We must challenge ourselves to build our two counties in which no branch of humanity, because of tribe, or ethnic origin, is again threatened with destruction. Let us work together as a community to strengthen our ability to prevent and, if necessary, to stop the level of hate as well as the divide and rule that is going on between the two counties.
For our detractors are aware that the moment the two counties unit, the moment the two counties hold together, progress begins and they will be outside looking in. I do not recount these events to sadden your hearts, but to remind you of the unwanted past struggles that visited our people and awaken us all about the future of our two counties.

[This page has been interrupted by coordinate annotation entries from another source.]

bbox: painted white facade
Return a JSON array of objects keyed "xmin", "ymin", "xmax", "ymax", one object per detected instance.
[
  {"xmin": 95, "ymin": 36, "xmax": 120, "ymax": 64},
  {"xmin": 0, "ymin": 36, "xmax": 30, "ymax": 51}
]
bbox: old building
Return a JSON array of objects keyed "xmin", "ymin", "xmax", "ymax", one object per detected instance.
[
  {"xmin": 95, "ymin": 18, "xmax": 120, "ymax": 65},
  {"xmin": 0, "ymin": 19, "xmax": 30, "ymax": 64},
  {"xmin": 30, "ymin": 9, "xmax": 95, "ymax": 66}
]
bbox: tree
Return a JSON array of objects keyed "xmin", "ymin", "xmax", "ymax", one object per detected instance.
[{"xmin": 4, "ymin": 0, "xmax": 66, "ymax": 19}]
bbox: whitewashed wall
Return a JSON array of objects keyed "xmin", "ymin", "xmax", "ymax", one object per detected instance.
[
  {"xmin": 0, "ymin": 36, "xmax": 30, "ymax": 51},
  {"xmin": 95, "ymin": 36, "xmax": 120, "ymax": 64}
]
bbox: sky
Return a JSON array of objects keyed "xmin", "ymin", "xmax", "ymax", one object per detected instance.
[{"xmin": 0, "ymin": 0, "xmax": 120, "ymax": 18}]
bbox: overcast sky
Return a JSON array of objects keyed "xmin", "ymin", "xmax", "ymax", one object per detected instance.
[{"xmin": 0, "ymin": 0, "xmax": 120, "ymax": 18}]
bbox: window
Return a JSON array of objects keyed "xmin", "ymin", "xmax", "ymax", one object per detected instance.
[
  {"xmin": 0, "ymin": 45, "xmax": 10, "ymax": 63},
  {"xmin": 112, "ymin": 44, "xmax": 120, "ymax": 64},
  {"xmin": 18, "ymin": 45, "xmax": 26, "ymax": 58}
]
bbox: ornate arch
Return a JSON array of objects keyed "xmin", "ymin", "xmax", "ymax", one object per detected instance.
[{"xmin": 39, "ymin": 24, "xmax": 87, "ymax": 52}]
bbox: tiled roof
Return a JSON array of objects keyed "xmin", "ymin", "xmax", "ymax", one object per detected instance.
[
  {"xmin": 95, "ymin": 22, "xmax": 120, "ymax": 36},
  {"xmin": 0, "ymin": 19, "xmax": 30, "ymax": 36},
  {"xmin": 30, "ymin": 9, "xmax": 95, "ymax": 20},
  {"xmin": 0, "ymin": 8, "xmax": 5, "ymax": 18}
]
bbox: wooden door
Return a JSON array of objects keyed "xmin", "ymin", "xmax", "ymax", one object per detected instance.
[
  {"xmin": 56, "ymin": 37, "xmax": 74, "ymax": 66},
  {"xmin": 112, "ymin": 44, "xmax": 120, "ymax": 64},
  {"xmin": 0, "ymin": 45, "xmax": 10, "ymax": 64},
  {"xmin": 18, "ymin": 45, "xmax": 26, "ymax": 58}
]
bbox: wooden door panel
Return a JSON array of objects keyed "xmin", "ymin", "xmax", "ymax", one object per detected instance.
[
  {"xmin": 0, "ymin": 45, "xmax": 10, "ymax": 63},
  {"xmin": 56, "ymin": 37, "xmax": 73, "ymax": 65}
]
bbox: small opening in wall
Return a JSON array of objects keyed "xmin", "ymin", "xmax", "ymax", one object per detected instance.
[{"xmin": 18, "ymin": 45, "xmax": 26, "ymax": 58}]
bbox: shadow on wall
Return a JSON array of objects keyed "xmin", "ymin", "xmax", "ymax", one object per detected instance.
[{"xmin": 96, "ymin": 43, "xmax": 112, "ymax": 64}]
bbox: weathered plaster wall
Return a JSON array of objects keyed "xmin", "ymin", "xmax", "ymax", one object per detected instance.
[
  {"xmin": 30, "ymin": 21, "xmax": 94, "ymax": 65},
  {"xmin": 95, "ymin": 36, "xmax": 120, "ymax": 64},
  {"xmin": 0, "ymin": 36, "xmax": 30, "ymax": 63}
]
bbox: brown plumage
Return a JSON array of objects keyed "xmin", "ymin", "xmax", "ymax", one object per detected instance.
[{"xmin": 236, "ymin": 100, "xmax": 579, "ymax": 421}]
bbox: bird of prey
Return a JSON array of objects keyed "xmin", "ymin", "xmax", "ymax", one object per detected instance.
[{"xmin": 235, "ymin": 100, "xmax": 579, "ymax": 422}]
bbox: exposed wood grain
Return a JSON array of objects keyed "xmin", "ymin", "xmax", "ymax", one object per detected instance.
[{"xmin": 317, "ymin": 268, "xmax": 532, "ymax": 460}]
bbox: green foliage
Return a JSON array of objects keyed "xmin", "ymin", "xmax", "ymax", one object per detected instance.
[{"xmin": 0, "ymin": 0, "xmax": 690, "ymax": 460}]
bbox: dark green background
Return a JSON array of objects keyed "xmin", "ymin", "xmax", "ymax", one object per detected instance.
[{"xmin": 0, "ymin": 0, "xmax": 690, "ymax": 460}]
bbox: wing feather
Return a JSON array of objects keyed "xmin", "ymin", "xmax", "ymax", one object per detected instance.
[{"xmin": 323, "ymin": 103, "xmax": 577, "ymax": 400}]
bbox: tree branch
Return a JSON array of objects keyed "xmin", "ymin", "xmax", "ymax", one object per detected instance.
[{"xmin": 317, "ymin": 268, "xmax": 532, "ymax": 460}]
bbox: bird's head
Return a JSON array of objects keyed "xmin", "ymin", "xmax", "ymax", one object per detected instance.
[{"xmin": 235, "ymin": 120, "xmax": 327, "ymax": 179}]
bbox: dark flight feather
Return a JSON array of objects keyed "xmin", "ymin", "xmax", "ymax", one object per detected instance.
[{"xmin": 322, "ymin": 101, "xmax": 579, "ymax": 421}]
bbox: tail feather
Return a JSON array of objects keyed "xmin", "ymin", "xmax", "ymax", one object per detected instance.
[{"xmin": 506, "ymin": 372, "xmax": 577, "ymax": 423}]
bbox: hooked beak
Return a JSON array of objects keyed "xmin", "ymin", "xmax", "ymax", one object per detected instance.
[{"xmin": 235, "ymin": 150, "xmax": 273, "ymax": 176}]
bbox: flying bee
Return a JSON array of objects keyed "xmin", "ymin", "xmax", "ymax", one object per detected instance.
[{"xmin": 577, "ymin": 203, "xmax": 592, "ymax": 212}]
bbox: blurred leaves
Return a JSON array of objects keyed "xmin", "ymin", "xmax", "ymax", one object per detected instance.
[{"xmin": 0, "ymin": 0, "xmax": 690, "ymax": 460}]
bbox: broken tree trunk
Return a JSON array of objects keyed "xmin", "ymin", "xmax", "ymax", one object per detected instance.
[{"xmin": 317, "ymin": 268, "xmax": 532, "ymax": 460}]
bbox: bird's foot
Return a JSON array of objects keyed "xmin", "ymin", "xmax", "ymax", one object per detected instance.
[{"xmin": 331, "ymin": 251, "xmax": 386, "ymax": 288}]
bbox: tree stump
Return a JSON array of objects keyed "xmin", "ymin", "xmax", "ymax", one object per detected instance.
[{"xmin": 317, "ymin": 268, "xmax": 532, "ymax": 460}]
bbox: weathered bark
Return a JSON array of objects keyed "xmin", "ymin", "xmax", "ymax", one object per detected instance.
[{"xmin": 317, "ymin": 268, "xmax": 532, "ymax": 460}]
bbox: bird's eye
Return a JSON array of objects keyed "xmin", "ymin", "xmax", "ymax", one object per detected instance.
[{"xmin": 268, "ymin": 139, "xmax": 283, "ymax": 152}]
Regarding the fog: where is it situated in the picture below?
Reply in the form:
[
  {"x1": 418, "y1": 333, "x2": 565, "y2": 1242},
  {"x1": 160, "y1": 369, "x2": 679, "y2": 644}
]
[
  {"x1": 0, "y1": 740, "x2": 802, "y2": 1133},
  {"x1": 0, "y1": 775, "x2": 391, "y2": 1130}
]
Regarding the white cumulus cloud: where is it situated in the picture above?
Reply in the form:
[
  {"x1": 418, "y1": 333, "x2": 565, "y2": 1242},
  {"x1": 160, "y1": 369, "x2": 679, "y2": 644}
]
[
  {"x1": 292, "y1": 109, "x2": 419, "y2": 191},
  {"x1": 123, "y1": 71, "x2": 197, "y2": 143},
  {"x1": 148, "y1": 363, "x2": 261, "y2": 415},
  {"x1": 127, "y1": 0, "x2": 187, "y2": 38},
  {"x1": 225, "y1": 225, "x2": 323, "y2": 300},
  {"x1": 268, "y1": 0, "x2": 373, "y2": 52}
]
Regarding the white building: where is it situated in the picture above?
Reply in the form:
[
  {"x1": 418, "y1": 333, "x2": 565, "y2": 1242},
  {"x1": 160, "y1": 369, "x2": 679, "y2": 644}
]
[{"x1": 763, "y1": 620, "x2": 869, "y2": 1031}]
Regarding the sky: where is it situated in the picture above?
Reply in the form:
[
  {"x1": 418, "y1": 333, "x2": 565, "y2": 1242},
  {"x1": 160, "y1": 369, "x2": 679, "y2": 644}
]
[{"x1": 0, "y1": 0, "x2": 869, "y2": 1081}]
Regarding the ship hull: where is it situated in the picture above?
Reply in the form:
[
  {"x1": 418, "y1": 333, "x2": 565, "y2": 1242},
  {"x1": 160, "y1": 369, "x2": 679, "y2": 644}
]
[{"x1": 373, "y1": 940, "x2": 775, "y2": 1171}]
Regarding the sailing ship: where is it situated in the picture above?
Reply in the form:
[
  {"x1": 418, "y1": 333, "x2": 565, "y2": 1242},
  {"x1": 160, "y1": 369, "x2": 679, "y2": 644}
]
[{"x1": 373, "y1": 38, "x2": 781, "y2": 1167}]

Fellow Brothers and Sisters, though the road is hard and uncertain, and there are many difficulties ahead, and like everything, no one county can singlehandedly undo the contrapositive ideology that has been planted into the minds of our people by those who inhumanely run the affairs of our people right now in Liberia.
All of us might not be able to do everything we would like to see happened in the two counties, but there are things we can do to begin the reconciliation and reunification process. We have already begun the process by agreeing to come together as I have seen from the numerous online exchanges of developmental ideas between sons and daughters from both counties on various social media.
And if we set about the business of uniting and reconciling our people together, we can overcome the awful burden that our people have endured over the years. We can make our people believe once again that they can live side by side as it has been for centuries.
That is what I believe.
That is what I have to say.
And that is what I wish for the people of Nimba, Grand Gedeh Counties.